10/14/2012 10:41 am ET Updated Dec 14, 2012

The Candle or the Mirror: Living Out Faith in an Era of Agnosticism

According to data that I read from the Washington Post recently about 1/5 of all Americans say they are "nothing in particular," with agnostic or atheist, up from 8 percent since 1990. Many pray, believe in God and have regular spiritual routines. What is even more alarming is that those who identify themselves as Protestants have dipped below half at 48 percent.

I am very disturbed by these statistics as a Protestant Pastor that knows that new transformative models must be implemented or the church as we know it will dissolve into a sea of forgetfulness. I ponder and think about a time early in my ministerial career of being called to the hospital bedside of an elderly woman to offer final prayers for the dying. I took her comatose hand but felt like a fraud. What right did I have to shepherd a soul to the edge of the next world? Dutifully, I proceeded to pray familiar words anyway, letting their power carry her to the church triumphant.

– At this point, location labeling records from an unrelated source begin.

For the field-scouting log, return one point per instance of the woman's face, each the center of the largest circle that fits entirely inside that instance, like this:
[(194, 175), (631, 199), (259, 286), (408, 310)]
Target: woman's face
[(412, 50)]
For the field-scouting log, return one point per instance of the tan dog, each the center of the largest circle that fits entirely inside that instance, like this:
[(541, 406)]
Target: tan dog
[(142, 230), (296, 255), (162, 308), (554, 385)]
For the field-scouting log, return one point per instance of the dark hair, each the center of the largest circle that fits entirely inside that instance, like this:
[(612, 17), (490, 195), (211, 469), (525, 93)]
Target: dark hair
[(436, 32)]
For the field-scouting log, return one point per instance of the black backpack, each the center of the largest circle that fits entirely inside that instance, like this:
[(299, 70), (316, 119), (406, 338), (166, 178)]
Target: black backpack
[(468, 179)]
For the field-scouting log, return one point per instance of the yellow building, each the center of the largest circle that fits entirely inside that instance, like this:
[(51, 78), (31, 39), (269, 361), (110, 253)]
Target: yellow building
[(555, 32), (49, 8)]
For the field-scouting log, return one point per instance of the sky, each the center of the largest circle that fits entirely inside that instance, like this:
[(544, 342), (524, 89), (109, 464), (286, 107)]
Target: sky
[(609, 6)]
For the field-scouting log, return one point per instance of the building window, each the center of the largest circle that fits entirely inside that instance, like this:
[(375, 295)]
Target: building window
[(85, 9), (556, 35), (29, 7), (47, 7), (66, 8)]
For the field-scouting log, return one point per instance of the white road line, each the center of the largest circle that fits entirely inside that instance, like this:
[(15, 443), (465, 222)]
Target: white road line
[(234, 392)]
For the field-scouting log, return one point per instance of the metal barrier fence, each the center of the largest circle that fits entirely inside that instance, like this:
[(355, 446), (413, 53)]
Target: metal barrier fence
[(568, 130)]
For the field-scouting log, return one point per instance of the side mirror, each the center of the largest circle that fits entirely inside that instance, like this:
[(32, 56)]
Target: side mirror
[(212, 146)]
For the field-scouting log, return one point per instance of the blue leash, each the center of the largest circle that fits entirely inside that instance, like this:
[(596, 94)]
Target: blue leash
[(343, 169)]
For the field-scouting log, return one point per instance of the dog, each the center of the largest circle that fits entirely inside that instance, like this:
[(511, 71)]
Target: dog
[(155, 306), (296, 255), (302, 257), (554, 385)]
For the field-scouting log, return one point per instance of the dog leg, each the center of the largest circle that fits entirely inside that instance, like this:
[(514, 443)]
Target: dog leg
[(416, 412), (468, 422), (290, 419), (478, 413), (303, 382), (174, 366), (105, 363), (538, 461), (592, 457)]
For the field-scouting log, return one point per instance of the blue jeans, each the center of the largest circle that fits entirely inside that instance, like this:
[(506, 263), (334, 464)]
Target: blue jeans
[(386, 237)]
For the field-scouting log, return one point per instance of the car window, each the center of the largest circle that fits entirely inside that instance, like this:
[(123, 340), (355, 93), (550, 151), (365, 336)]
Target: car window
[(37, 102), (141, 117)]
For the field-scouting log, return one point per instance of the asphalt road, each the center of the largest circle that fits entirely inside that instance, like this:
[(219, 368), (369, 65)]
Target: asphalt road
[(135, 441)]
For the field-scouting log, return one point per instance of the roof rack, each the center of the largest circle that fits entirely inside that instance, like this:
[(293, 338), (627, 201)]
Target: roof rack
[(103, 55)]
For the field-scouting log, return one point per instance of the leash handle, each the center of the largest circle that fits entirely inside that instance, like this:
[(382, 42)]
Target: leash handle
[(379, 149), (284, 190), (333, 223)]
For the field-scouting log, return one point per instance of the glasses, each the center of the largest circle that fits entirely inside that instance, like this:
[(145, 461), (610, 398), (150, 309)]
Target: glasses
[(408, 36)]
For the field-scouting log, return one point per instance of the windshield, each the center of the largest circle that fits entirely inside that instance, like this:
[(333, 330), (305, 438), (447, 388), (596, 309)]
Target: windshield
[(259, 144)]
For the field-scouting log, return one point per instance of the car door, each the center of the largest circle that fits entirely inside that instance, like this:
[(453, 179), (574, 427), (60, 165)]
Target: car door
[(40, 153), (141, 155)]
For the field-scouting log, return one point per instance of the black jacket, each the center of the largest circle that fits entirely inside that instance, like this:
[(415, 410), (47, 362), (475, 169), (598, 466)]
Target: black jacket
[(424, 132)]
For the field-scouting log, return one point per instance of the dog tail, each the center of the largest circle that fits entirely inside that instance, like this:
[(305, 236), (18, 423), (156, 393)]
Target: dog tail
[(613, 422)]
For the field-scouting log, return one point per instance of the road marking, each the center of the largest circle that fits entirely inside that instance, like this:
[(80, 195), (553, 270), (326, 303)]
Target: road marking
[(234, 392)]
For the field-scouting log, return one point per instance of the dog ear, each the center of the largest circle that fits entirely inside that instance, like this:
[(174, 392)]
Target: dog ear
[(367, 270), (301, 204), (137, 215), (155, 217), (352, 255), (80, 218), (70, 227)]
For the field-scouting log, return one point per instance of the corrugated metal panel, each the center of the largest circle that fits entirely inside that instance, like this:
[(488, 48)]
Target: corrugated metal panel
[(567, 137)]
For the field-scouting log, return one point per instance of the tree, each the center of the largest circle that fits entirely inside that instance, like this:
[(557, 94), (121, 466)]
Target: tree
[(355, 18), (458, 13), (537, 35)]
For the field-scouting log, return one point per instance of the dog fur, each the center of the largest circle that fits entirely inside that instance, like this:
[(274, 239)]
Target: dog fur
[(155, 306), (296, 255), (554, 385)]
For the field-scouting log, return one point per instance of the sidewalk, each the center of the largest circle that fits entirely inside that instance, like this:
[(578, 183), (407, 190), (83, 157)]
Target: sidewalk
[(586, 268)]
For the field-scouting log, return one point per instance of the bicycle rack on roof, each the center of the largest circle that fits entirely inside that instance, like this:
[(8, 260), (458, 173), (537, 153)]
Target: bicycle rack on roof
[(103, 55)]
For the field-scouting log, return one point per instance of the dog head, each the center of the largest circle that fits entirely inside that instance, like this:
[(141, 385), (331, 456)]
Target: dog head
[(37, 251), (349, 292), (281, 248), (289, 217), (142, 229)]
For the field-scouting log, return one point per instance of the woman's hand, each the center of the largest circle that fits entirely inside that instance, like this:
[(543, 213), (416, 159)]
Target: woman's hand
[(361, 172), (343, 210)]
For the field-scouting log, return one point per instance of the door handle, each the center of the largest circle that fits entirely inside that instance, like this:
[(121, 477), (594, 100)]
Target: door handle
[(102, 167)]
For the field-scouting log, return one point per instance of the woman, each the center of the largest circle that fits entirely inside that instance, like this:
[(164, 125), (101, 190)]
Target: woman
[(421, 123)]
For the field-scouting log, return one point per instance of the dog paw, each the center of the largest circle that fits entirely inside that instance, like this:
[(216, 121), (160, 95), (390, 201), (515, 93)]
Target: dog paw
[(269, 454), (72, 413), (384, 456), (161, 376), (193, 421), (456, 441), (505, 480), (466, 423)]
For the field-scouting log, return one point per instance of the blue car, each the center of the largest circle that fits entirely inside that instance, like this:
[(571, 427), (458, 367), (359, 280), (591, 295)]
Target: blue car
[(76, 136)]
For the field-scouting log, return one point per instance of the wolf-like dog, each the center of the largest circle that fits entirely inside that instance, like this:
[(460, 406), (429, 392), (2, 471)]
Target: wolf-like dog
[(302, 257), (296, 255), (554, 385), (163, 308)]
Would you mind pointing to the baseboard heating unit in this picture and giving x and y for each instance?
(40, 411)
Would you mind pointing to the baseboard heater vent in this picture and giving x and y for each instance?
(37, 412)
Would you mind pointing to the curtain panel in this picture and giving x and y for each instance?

Talking to my wife afterwards, I confessed my feelings of inadequacy "You're right," she said. "You're unworthy. Anyone would be unworthy doing such a thing. That's okay, though. It's not you doing it. It's being done through you." My spouse's statement was a pivotal moment in my ministry. Suddenly it became clear to me that we bring light into this world not as a source but as a prism -- it comes through us. As electricity requires a conduit, so spirit moves through human beings to touch others in crucial moments. As soon as I stepped out of my own way, the prayer felt real. I could believe in blessing when I felt that it did not depend on me." In the midst of this reality grappling the church as we know it I feel the same way in how we can be conduits of light.

Novelist Edith Wharton put the same idea this way: "There are two ways of spreading light, to be the candle or the mirror that reflects it."

Consistent to my Lutheran understanding of theology, we can't be the candle. Christ is the candle. We can be -- we must be -- the mirrors.

That means the response of the Christian is to polish up the mirror. Clean up the smudges and the water spots. Make it a bright reflector of God.

Can we be mirrors in darkness?

I say yes, the most powerful apologetic for Christianity is the changed lives of its adherents not by works righteousness but through the vehicle of transformation in loving our neighbor.

We're God's first option on evangelism. It's a consistent biblical theme:

  • Matthew 5:16: Let your light shine before others, that they may see your good deeds and praise your God.
  • 1 Peter 2:12: Live lives that silence the false accusations of pagans.
Plato was once told that a man in the city had been spreading slanderous charges against him. Plato's answer: "I will live in such a way that no one will believe what he says."

What if we took his example, the scriptural example, and our virtue apologetic seriously and committed ourselves to winning the hearts of God's skeptics by living better lives right in front of them?

Haven't we all met the Christian who's so compelling to us that his or her presence inspires our faith? And haven't we also met that sister or brother whose words, actions or attitudes cause us to literally doubt our faith?

There's no problem with the Candle.

It's the mirror that needs polishing.

We aren't the source of light, but the prism. Not the candle, but the mirror.

As long as there are neighbors and family members who don't know Jesus, and as long as a new crop of atheists find God-bashing a fashionable and profitable thing to do, let's just reflect Christ.